Het nieuwe begrip van de synaps is nog belangrijker in het licht van de vele neurologische aandoeningen waarbij synaptische disfunctie een belangrijke rol speelt bij het begin en progressie17,18. De ziekte van Alzheimer, Het syndroom van Down, de ziekte van Parkinson, prionziekten, epilepsie, autismespectrumstoornissen en fragiel x-syndroom zijn onder andere gekoppeld aan afwijkingen in synaptische samenstelling, morfologie en functie19,20,21,22.

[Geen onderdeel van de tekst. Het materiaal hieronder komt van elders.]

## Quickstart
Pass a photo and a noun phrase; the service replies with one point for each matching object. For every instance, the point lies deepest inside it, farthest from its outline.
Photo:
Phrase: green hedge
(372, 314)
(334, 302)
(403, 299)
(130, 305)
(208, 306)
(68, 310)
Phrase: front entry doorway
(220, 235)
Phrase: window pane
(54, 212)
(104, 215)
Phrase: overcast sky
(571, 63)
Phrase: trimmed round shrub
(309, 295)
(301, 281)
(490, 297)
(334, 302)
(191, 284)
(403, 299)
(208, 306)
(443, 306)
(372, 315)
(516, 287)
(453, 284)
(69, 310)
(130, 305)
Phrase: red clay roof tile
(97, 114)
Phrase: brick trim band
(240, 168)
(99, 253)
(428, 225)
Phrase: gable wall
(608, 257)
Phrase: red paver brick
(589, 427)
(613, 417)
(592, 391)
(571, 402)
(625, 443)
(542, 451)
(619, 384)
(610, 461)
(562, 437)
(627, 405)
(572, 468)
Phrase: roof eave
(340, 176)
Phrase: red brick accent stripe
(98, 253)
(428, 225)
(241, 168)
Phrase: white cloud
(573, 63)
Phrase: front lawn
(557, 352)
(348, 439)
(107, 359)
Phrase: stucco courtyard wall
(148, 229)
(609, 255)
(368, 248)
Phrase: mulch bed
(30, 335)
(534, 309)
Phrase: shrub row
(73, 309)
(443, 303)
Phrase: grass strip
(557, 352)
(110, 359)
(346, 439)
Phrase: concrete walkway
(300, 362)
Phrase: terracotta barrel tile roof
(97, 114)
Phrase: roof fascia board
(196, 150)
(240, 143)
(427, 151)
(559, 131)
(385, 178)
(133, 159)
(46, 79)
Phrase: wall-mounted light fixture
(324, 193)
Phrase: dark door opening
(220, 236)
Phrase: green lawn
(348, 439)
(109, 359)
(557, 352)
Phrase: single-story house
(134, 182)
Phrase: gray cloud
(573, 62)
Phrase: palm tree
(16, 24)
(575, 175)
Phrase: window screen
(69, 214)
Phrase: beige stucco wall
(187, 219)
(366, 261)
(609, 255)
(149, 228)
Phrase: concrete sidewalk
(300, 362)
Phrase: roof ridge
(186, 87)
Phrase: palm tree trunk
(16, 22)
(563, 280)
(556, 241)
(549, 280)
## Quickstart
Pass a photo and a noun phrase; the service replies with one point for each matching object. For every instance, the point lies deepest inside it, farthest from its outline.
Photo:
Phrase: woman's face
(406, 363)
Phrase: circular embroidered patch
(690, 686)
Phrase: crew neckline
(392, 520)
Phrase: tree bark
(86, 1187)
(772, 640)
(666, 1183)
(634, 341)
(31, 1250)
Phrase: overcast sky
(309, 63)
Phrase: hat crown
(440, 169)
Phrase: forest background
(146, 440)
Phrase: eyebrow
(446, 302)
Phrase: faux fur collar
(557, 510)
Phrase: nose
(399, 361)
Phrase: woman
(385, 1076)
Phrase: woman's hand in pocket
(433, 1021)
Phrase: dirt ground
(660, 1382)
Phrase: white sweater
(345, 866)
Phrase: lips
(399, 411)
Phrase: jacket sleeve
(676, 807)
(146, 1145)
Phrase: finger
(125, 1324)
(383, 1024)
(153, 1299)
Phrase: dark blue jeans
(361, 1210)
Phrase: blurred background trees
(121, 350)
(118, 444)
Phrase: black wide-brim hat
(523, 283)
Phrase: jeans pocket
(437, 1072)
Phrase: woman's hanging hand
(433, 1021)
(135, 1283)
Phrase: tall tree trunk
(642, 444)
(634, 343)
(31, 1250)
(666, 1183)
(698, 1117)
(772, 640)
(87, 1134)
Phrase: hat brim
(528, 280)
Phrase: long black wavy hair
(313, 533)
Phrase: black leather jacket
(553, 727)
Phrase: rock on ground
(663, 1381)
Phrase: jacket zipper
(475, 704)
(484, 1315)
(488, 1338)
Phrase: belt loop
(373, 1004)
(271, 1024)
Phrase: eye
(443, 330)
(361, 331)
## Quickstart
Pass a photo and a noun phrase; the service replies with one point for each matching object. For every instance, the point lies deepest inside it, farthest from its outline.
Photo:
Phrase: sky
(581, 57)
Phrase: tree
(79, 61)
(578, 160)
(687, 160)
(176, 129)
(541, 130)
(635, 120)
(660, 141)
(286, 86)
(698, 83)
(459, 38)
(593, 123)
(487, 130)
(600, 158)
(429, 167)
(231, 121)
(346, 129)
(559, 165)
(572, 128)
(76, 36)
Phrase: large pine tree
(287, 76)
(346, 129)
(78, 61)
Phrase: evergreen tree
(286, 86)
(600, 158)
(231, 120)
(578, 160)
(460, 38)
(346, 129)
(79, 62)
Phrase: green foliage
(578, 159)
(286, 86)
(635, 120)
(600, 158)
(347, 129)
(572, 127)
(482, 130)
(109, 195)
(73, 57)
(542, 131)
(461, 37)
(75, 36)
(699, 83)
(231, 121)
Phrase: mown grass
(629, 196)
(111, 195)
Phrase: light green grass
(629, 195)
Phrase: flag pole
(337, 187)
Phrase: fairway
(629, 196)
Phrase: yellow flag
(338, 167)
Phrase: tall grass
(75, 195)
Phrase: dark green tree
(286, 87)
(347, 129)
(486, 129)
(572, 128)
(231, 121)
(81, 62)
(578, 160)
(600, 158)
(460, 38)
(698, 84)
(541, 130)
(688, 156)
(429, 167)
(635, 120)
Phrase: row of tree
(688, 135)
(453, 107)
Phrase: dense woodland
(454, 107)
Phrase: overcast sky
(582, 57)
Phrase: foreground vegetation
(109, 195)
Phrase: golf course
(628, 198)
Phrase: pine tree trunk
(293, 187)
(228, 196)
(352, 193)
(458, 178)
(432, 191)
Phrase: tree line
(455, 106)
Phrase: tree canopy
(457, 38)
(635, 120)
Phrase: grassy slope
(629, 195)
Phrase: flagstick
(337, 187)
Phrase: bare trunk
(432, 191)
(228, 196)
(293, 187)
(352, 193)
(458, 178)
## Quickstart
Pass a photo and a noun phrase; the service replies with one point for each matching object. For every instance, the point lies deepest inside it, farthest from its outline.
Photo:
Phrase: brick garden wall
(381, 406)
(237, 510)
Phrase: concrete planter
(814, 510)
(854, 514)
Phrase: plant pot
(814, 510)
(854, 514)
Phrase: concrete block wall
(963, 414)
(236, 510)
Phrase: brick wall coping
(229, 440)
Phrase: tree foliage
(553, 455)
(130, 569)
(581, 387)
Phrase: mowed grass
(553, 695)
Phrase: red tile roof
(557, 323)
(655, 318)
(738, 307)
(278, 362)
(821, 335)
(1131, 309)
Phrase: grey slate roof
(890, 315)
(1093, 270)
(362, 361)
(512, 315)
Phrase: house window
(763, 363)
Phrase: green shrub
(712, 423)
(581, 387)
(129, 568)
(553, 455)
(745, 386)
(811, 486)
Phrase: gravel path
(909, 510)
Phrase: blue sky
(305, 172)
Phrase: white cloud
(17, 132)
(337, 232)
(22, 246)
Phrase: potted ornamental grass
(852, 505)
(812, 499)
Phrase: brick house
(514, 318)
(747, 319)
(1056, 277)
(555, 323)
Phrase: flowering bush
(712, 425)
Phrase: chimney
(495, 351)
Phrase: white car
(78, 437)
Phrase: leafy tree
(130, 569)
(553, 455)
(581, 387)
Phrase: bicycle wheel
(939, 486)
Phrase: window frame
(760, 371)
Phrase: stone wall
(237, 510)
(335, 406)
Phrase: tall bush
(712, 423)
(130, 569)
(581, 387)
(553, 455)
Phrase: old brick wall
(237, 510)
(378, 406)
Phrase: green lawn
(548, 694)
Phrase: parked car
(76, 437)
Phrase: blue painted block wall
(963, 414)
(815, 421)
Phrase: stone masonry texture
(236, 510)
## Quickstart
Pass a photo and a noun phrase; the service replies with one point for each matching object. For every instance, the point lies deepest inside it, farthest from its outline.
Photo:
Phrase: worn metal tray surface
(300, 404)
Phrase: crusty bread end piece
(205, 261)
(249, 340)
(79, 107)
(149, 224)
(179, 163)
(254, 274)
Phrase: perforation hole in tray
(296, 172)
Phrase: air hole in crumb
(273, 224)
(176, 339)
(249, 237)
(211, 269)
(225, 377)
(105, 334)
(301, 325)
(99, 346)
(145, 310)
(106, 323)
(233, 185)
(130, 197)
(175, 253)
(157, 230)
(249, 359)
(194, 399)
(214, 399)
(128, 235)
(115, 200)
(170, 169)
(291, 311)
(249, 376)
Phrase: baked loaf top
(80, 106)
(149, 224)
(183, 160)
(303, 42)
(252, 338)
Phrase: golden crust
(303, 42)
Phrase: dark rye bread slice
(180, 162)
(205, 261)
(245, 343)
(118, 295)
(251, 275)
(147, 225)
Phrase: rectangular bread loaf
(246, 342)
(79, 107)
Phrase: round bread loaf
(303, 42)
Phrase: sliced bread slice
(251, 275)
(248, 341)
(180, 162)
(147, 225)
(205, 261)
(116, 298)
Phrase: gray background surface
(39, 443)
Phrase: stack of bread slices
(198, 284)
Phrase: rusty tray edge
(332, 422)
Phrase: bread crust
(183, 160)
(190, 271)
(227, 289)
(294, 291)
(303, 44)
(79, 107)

Onlangs, met behulp van een set van SUMO-specifieke antilichamen, gebruikten we SIM om co-lokalisatie te tonen in primaire hippocampal neuronen van de SUMO eiwitten met de pre- en post-synaptische markers synaptophysine en PSD95 op super-resolutie niveau23. Dit stelde ons in staat om biochemische en confocale microscopie bewijs van SUMO lokalisatie in neuronen te bevestigen.

Hier beschrijven we een protocol om de lokalisatie van eiwitten in muis hippocampal primaire neuronen te bestuderen. Tegelijkertijd kan dit protocol worden aangepast aan verschillende soorten primaire neuronale culturen.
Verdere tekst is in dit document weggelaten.